1. Menurut Komisi V DPR RI, domain pengelolaan sektor konstruksi di Indonesia tidak cukup secara eksplisit hanya terkait dengan jasa konstruksi sebagaimana disebutkan dalam UU No. 18 tahun 1999 tentang Jasa Konstruksi: sebuah domain bernama pekerjaan umum dan lebih spesifik Kementerian Pekerjaan Umum, sebagai pengelola sektor konstruksi di Indonesia. Padahal ranah tugas pokok dan fungsi kementerian ini adalah penyelenggaraan infrastruktur binamarga, ciptakarya, sumberdaya air, serta penataan ruang. Pengelolaan sektor konstruksi jauh melampaui pengelolaan infrastruktur yang bersifat ke-PU-an, karena berkaitan dengan dimensi usaha (industri konstruksi) dan pengusahaan (tata niaga) dengan modalitas kapital, teknologi, sumber daya manusia, dan model-model usaha, pasar, akses pasar, transaksi, dan pejaminan kualitas sebagai akuntabilitas publik dari aktifitas konstruksi.

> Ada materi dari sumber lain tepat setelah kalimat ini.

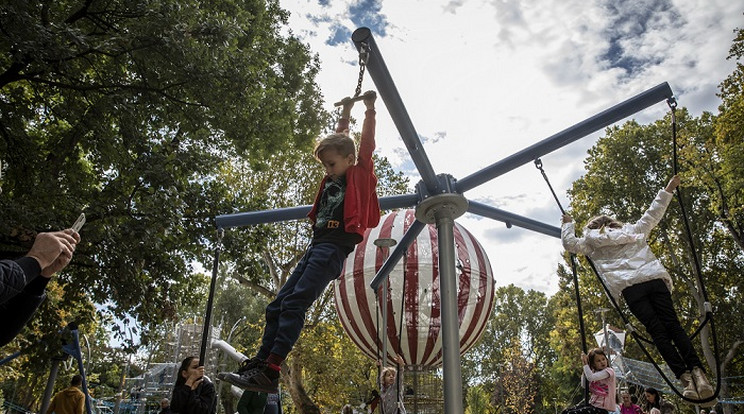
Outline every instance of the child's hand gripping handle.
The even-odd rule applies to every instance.
[[[344,98],[344,99],[336,102],[335,104],[333,104],[333,106],[344,106],[344,105],[347,105],[347,104],[350,104],[350,103],[363,101],[364,99],[371,98],[371,97],[375,97],[376,98],[377,97],[377,92],[375,92],[375,91],[367,91],[367,92],[364,92],[363,94],[361,94],[359,96],[355,96],[353,98],[350,97],[350,96],[347,96],[346,98]]]

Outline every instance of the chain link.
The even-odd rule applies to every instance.
[[[362,94],[362,81],[364,80],[364,70],[367,67],[368,58],[369,46],[367,43],[362,42],[361,48],[359,49],[359,79],[357,80],[356,90],[354,91],[354,98]]]

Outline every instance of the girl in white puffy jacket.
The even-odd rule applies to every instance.
[[[566,250],[594,261],[615,300],[622,296],[646,327],[662,358],[685,387],[683,395],[701,400],[713,395],[713,387],[674,311],[672,278],[646,243],[664,216],[679,181],[678,176],[672,177],[635,223],[623,224],[598,216],[587,223],[582,237],[576,237],[573,219],[564,214],[561,239]]]

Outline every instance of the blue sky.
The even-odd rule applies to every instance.
[[[716,112],[718,84],[744,7],[729,0],[280,0],[289,30],[321,60],[326,107],[354,93],[351,33],[372,30],[437,174],[462,178],[661,82],[693,115]],[[371,78],[364,90],[374,89]],[[665,103],[633,118],[664,115]],[[358,116],[361,116],[358,114]],[[542,158],[564,206],[598,134]],[[383,102],[378,152],[419,178]],[[662,186],[663,183],[660,183]],[[559,225],[559,211],[531,163],[465,194]],[[553,293],[558,240],[466,214],[500,286]]]

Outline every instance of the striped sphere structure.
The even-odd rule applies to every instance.
[[[387,248],[375,246],[374,241],[378,238],[400,240],[414,220],[414,210],[400,210],[382,217],[376,228],[367,229],[364,240],[346,259],[341,277],[334,283],[334,296],[344,330],[370,358],[377,360],[381,355],[382,335],[385,333],[386,364],[394,364],[391,357],[399,354],[406,366],[431,368],[442,363],[436,227],[427,225],[390,273],[386,324],[376,299],[379,296],[382,301],[382,288],[386,285],[380,287],[378,295],[369,287],[389,254]],[[454,236],[462,355],[485,329],[493,308],[494,280],[486,252],[473,235],[455,223]],[[378,321],[384,327],[379,335]]]

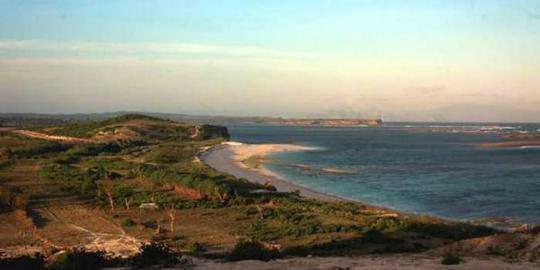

Hal-hal tersebut diatas menjadi bagian penting sebagai masukan dari Tim Pengkajian Gapeksindo agar perubahan UU RI tentang Jasa Konstruksi didalami oleh banyak pihak yang berkompeten. Ini bisa menyangkut masukan dari inter disipliner dan masukan dari beberapa kementerian.

  1. Kebijakan politik dari UU No. 32 Tahun 2004 tentang Pemerintahan Daerah juga memiliki implikasi terhadap pengelolaan sektor konstruksi di daerah. Pemerintah Daerah melalui peraturan daerah akan berpeluang mengembangkan sistem hukum pengelolaan sektor konstruksi berbasis kepentingan daerah. APBD besar dan investasi luar negeri melalui Foreign Direct Investment (FDI) di daerah, menyebabkan pertumbuhan konstruksi untuk penyediaan infrastruktur dan bangunan-bangunan lain pada masing-masing daerah, dan memacu pertumbuhan bisnis konstruksi bagi masyarakat di daerah yang bersangkutan. Rentetannya adalah pada kualitas dan kuantitas dari sumber daya manusia yang terlibat pada jasa konstrusksi di daerah tersebut. Tidak adanya kewajiban pengembangan sumber daya manusia oleh pemerintah daerah yang termaktub dalam UU No. 18 tahun 1999 tentang Jasa Konstruksi, perlu diperbaharui. Pada RUU RI tentang Jasa Konstruksi: pemerintah daerah menjadi wajib melaksanakan pembinaan, pengembangan sumber daya manusia, serta pendidikan dan pelatihan jasa konstruksi pada daerahnya masing-masing (Pasal 4 dan Pasal 7), tapi belum terasa tajam rinciannya.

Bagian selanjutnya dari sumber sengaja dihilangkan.